= Lions Youth Brass Band =

English youth band

The Lions Youth Brass is a youth band based in Sandbach, England. Founded in 1989, the band is named after several Lions Clubs in the region that have sponsored it since its founding. With over 100 members, the organisation contains three bands for players of different skill levels; in ascending order, these are the Debut band, the academy band, and the Youth band. The age range of the organisation ranges between 6 and 18 and rehearse at Sandbach School every Tuesday.

All three bands compete at various competitions including the National Youth Brass Band Championships.
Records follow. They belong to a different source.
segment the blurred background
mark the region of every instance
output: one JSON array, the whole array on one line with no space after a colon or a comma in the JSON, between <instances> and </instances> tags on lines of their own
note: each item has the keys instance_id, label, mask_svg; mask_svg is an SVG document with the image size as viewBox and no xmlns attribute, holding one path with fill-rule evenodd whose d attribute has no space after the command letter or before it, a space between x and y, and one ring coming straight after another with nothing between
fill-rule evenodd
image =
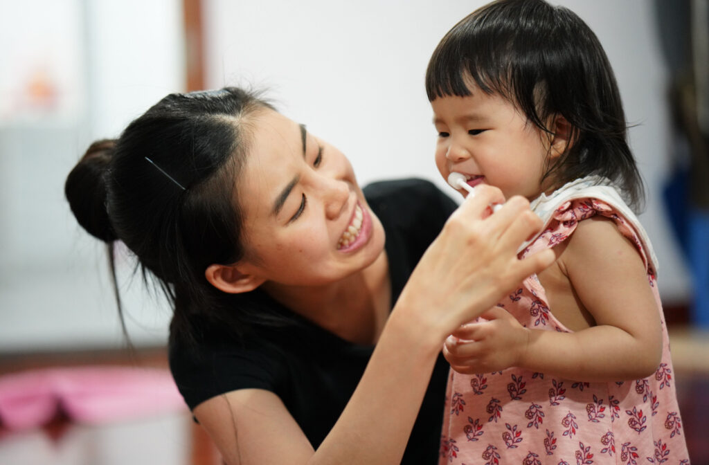
<instances>
[{"instance_id":1,"label":"blurred background","mask_svg":"<svg viewBox=\"0 0 709 465\"><path fill-rule=\"evenodd\" d=\"M77 371L166 373L169 308L120 250L126 350L105 248L64 198L91 142L117 137L167 94L245 85L342 150L361 184L418 177L450 191L423 77L438 40L485 3L0 0L0 396L4 379L30 371L65 370L104 393L108 379L86 384ZM709 463L698 430L709 413L709 1L552 3L589 24L615 69L647 187L640 218L660 263L685 432L693 463ZM184 408L153 407L83 421L64 408L41 427L11 427L0 403L0 464L218 463Z\"/></svg>"}]
</instances>

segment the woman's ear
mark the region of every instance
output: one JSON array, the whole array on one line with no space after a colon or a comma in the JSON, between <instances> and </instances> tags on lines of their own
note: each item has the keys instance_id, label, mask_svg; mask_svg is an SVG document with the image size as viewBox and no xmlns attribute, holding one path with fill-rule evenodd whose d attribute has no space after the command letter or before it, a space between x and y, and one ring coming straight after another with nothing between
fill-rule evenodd
<instances>
[{"instance_id":1,"label":"woman's ear","mask_svg":"<svg viewBox=\"0 0 709 465\"><path fill-rule=\"evenodd\" d=\"M266 279L247 272L248 267L242 264L233 265L211 264L207 267L204 276L212 286L230 294L253 291Z\"/></svg>"},{"instance_id":2,"label":"woman's ear","mask_svg":"<svg viewBox=\"0 0 709 465\"><path fill-rule=\"evenodd\" d=\"M561 115L554 116L552 128L554 137L552 138L550 153L552 158L556 158L570 149L574 141L572 140L571 123Z\"/></svg>"}]
</instances>

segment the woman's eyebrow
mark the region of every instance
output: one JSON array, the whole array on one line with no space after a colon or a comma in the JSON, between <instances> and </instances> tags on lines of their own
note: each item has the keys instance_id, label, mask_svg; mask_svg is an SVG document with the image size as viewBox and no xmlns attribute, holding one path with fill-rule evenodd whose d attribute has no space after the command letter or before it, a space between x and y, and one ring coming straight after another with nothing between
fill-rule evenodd
<instances>
[{"instance_id":1,"label":"woman's eyebrow","mask_svg":"<svg viewBox=\"0 0 709 465\"><path fill-rule=\"evenodd\" d=\"M281 213L281 209L283 208L283 206L286 203L288 196L291 195L291 191L293 190L293 188L296 186L296 184L297 184L298 181L300 180L301 177L296 176L293 178L291 182L288 183L288 185L286 186L285 189L281 191L281 194L278 196L276 201L273 204L273 210L271 211L272 215L275 216Z\"/></svg>"},{"instance_id":2,"label":"woman's eyebrow","mask_svg":"<svg viewBox=\"0 0 709 465\"><path fill-rule=\"evenodd\" d=\"M306 139L308 135L308 132L306 130L306 125L299 124L298 125L301 130L301 140L303 142L303 158L306 157ZM284 204L286 203L286 200L288 198L288 196L291 195L291 191L293 188L296 186L298 181L301 180L300 176L296 176L291 182L288 183L288 185L281 191L280 195L276 199L276 201L273 204L273 210L271 211L271 214L274 216L278 215L281 213L281 210L283 208Z\"/></svg>"}]
</instances>

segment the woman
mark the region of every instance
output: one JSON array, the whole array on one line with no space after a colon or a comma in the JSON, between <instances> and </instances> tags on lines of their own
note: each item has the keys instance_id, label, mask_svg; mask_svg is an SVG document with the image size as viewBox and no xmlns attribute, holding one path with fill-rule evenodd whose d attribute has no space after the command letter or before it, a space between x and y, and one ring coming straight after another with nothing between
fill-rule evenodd
<instances>
[{"instance_id":1,"label":"woman","mask_svg":"<svg viewBox=\"0 0 709 465\"><path fill-rule=\"evenodd\" d=\"M89 147L66 194L171 299L173 376L228 464L432 463L443 341L553 260L516 257L540 227L527 201L489 216L492 188L454 212L421 181L363 191L235 88L167 96Z\"/></svg>"}]
</instances>

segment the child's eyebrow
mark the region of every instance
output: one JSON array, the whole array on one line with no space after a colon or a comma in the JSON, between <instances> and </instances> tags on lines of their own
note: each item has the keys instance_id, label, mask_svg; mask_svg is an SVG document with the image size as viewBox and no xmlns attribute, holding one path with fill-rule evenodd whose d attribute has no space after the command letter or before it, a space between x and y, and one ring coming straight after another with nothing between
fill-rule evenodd
<instances>
[{"instance_id":1,"label":"child's eyebrow","mask_svg":"<svg viewBox=\"0 0 709 465\"><path fill-rule=\"evenodd\" d=\"M458 124L464 124L466 123L479 123L481 121L485 121L485 117L479 113L468 113L467 115L463 115L455 118L455 122ZM445 121L442 118L437 116L433 117L433 124L438 124L439 123L445 123Z\"/></svg>"}]
</instances>

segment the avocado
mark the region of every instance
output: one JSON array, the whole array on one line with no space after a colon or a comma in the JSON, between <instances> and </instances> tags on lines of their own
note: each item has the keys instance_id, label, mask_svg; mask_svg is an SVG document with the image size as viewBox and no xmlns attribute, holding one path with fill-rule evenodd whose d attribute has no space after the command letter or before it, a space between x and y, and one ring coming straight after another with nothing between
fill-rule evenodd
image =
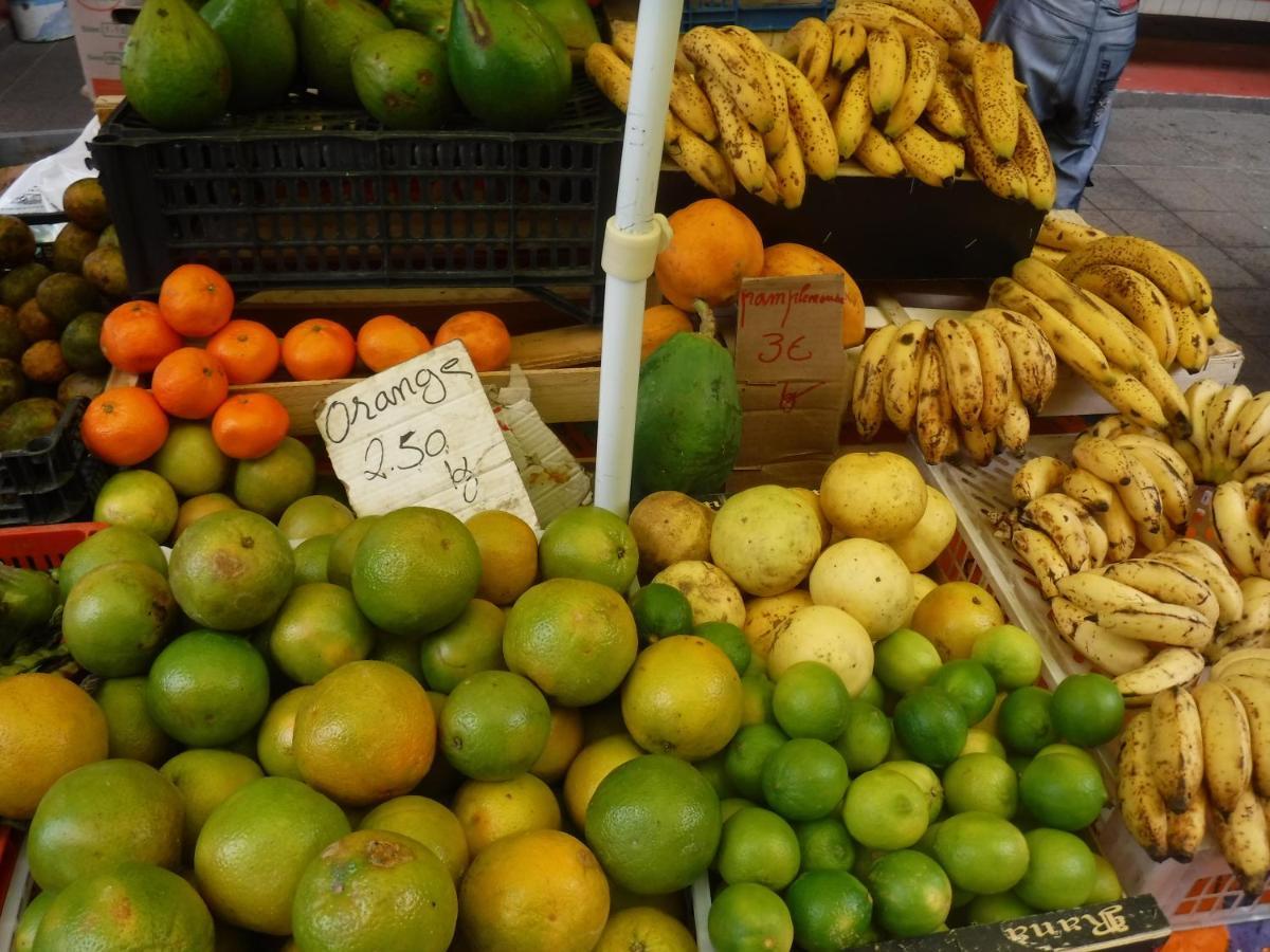
<instances>
[{"instance_id":1,"label":"avocado","mask_svg":"<svg viewBox=\"0 0 1270 952\"><path fill-rule=\"evenodd\" d=\"M309 85L323 99L357 105L353 50L390 29L392 22L366 0L301 0L300 62Z\"/></svg>"},{"instance_id":2,"label":"avocado","mask_svg":"<svg viewBox=\"0 0 1270 952\"><path fill-rule=\"evenodd\" d=\"M230 109L277 105L296 77L296 34L278 0L210 0L198 11L230 57Z\"/></svg>"},{"instance_id":3,"label":"avocado","mask_svg":"<svg viewBox=\"0 0 1270 952\"><path fill-rule=\"evenodd\" d=\"M569 100L569 51L519 0L455 0L448 47L455 91L491 128L545 128Z\"/></svg>"},{"instance_id":4,"label":"avocado","mask_svg":"<svg viewBox=\"0 0 1270 952\"><path fill-rule=\"evenodd\" d=\"M446 47L413 29L367 37L352 66L357 98L390 129L434 129L453 109Z\"/></svg>"},{"instance_id":5,"label":"avocado","mask_svg":"<svg viewBox=\"0 0 1270 952\"><path fill-rule=\"evenodd\" d=\"M225 113L230 57L185 0L145 0L119 63L123 93L160 129L197 129Z\"/></svg>"}]
</instances>

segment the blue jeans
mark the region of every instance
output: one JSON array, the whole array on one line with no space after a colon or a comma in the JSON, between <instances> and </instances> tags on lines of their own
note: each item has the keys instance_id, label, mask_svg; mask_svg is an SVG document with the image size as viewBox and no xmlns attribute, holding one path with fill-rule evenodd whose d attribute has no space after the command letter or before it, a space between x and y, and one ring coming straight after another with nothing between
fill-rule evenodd
<instances>
[{"instance_id":1,"label":"blue jeans","mask_svg":"<svg viewBox=\"0 0 1270 952\"><path fill-rule=\"evenodd\" d=\"M1111 94L1138 37L1118 0L1001 0L983 38L1008 43L1058 174L1059 208L1078 208L1102 149Z\"/></svg>"}]
</instances>

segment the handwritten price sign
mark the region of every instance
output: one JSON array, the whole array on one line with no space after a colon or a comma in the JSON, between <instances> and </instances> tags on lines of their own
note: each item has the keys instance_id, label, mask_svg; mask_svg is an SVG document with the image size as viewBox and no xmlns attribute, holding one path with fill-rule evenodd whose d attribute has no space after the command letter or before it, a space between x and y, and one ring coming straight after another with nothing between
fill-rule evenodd
<instances>
[{"instance_id":1,"label":"handwritten price sign","mask_svg":"<svg viewBox=\"0 0 1270 952\"><path fill-rule=\"evenodd\" d=\"M502 428L458 341L331 393L318 432L358 515L406 505L537 524Z\"/></svg>"}]
</instances>

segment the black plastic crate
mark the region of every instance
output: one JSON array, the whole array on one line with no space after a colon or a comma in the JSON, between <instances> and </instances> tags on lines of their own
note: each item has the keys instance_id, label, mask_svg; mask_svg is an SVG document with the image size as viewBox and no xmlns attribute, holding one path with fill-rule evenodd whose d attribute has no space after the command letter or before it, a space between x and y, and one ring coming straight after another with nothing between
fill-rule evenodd
<instances>
[{"instance_id":1,"label":"black plastic crate","mask_svg":"<svg viewBox=\"0 0 1270 952\"><path fill-rule=\"evenodd\" d=\"M66 404L57 426L25 449L0 453L0 526L47 526L81 515L114 470L79 435L86 397Z\"/></svg>"},{"instance_id":2,"label":"black plastic crate","mask_svg":"<svg viewBox=\"0 0 1270 952\"><path fill-rule=\"evenodd\" d=\"M603 284L624 121L585 79L545 132L396 132L310 96L159 132L124 103L89 149L132 289L198 261L235 288ZM598 294L593 294L598 298Z\"/></svg>"}]
</instances>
The Youth Band compete in the Championship Section where they were placed second in 2012 and 2014. The Academy Band compete in the Junior section and gained first place in 202022. The Debut Band in the Beginner section, where they picked up the "Band with Most Potential" prize in 2014,2015 and 2016.

The Youth Band have toured various locations in Europe which have included the Czech Republic, Republic of Ireland and Spain. The band have also made numerous recordings.

Players developed by Lions Youth Brass have gone on to play with famous bands such as Black Dyke Mills Band, Foden's Band and Tredegar Town Band. Over the years they have had a close relationship with the Roberts Bakery Band with many current and former players performing with the Sandbach-based band.

The organisation's current musical directors are Ian Raisbeck (Youth Band), Pete McDonough (Academy Band) and John Barber and Katie Raisbeck (Debut Band). They are also assisted by tutors Derek Gardener, Chris Taylor, Daya Gill and Paul Hughes.